M. Jacobsµ. - Messieurs, je ne vois pas pourquoi, la clôture de la discussion générale n'étant pas prononcée aujourd'hui, on devrait attendre jusqu'à la fin de la semaine prochaine pour la prononcer.
A l'appui de la demande de clôture de la discussion générale, l'honorable M. Hymans invoque l'exposé des motifs, l'examen du projet de loi en sections et dans la section centrale ; mais je ne sache pas que cela s'appelle la discussion générale de la loi. L'honorable membre a prononcé, dit-il, un discours qui a duré toute une séance ; c'est vrai ; mais ce discours n'a pas suffi pour éclaircir la question. M. le ministre de l'intérieur a dit tout à l'heure à l'honorable M. Coomans qu'il n'avait pas compris les principes du projet de loi ; il est donc naturel que M. le ministre de l'intérieur explique les principes du projet de loi.
J'insiste donc pour que la discussion générale ne soit pas close.
- Plus de dix membres demandent la clôture.
M. Dumortier (sur la clôture). - Messieurs, quel que soit le désir de la Chambre d'en finir avec cette discussion, il me semble absolument impossible de clore maintenant.
Il est sans doute quelque membre dont mon honorable ami, M. Schollaert, ne partage pas les opinions, qui voudra lui répondre ; quant à moi, je me réserve de répondre à celui qui répondra à l'honorable M. Schollaert. (Aux voix ! aux voix !)
M. Nothomb (sur la clôture). - Je comprends parfaitement pourquoi l'on met tant d'insistance, aussi bien de la part des membres de la majorité que de celle de l'honorable M. Dumortier, pour nous engager, pour nous exciter à répondre à l'honorable M. Schollaert. Nous n'en ferons rien ; et ni vos sarcasmes, ni vos défis ne nous feront sortir de notre attitude. En effet, l'honorable membre a prononcé un discours à l'éloquence duquel je rends hommage, mais ce discours est à côté de la question. Nous n'avons donc pas à réfuter l'honorable membre.
Qu'a-t-il fait ?
(page 758) Il a développé une théorie où se mêlent de la politique, de la métaphysique et du sentiment, mais il n'a pas touché à la question positive dont nous nous occupons. II a parlé brillamment pendant près de deux heures contre la révision de la Constitution. Mais qui donc demande la révision de la Constitution ?
Il nous dit : « Vous demandez la révision de laà Constitution ; vous êtes de grands imprudents et, sans le vouloir, de grands coupables. »
Mais où donc a-t-il vu semblable prétention ? Elle n'existe que dans son imagination.
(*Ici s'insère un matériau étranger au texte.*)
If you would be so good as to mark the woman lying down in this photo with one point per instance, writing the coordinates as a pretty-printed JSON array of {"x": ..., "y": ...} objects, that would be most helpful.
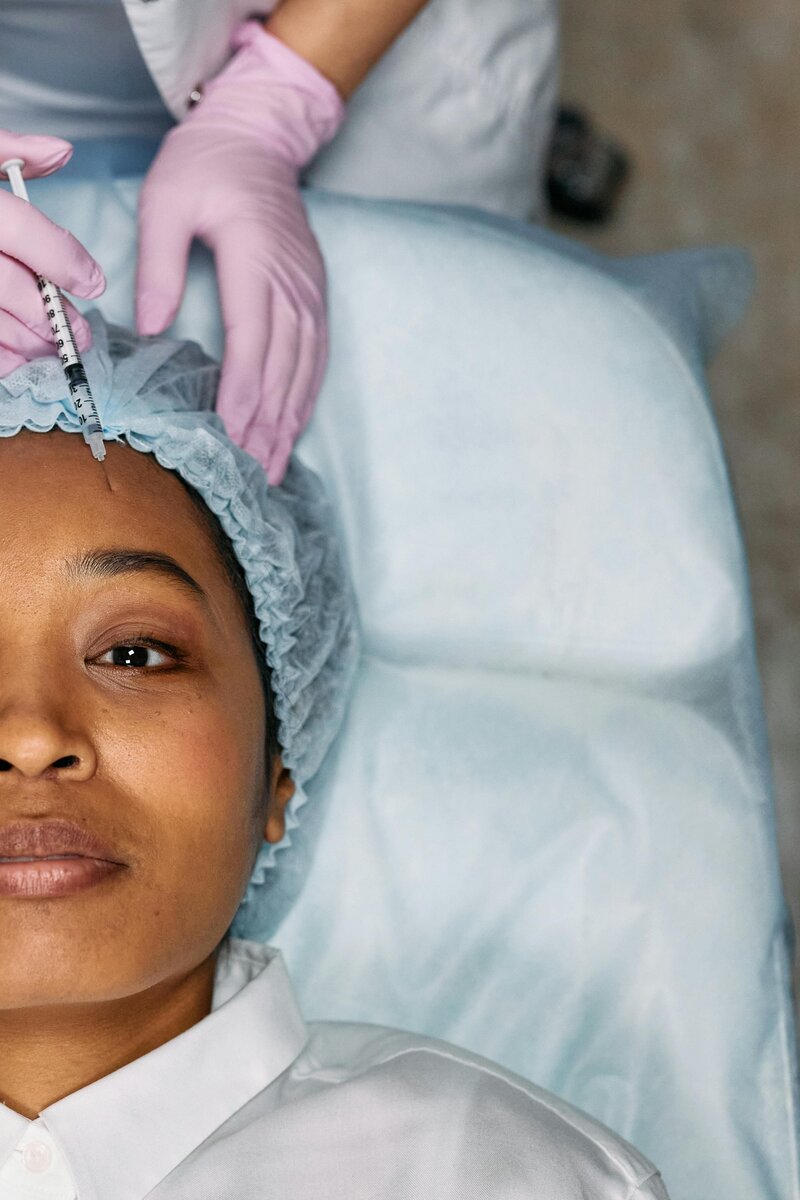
[{"x": 176, "y": 643}]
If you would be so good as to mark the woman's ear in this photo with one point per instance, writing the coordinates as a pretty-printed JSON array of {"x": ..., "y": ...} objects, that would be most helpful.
[{"x": 282, "y": 789}]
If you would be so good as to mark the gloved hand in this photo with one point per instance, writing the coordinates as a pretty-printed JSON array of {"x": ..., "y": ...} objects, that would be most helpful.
[
  {"x": 228, "y": 175},
  {"x": 30, "y": 243}
]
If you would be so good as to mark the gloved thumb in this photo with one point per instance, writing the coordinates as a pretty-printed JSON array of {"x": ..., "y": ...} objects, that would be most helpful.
[
  {"x": 164, "y": 241},
  {"x": 42, "y": 155}
]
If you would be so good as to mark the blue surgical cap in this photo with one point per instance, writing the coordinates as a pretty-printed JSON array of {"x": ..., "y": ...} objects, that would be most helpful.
[{"x": 157, "y": 395}]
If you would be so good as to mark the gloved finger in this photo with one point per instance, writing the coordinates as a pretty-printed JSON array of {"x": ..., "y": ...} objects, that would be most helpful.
[
  {"x": 248, "y": 319},
  {"x": 18, "y": 282},
  {"x": 280, "y": 370},
  {"x": 42, "y": 155},
  {"x": 16, "y": 336},
  {"x": 164, "y": 241},
  {"x": 282, "y": 361},
  {"x": 31, "y": 238},
  {"x": 276, "y": 443},
  {"x": 10, "y": 361}
]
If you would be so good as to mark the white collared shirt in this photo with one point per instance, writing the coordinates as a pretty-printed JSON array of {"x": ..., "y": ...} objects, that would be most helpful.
[{"x": 251, "y": 1102}]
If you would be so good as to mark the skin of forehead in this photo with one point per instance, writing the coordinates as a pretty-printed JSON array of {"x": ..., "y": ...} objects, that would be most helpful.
[{"x": 54, "y": 497}]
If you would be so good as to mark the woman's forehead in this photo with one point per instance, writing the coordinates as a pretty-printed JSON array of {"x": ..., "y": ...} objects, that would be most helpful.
[{"x": 55, "y": 497}]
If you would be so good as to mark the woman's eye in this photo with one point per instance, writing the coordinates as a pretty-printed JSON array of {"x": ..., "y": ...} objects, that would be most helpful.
[{"x": 136, "y": 655}]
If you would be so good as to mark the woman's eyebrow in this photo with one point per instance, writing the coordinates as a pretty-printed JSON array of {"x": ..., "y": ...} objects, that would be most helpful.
[{"x": 108, "y": 563}]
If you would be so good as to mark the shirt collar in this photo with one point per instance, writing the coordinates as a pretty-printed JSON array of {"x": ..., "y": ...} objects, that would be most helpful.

Demander un changement quelconque à nos lois organiques, est-ce vouloir la révision de la Constitution ? Proposer une modification aux lois électorales, est-ce demander la révision de la Constitution ? A ce titre-là, on aurait bien des fois déjà demandé la révision de la Constitution. Ces lois, on les a révisées, changées à maintes reprises plus de cinq ou six fois. Voyez les dates de nos lois.
Chaque fois que le législateur a porté la main sur les lois électorales, il travaillait donc à la destruction de la Constitution ? Est-ce que, quand le gouvernement nous propose, en ce moment encore, une loi sur les fraudes électorales, il demande la révision de la Constitution ? Et en 1848, quand on a abaissé le cens, ce que vous venez d'appeler, vous, un malheur, est-ce que l'on demandait la révision de la Constitution ?
De la part de l'honorable M. Schollaert, ce raisonnement m'étonne, cette accusation a droit de me surprendre. C'est demander ni plus ni moins que l'immobilisme aux représentants de la nation. Ici je me sépare de lui.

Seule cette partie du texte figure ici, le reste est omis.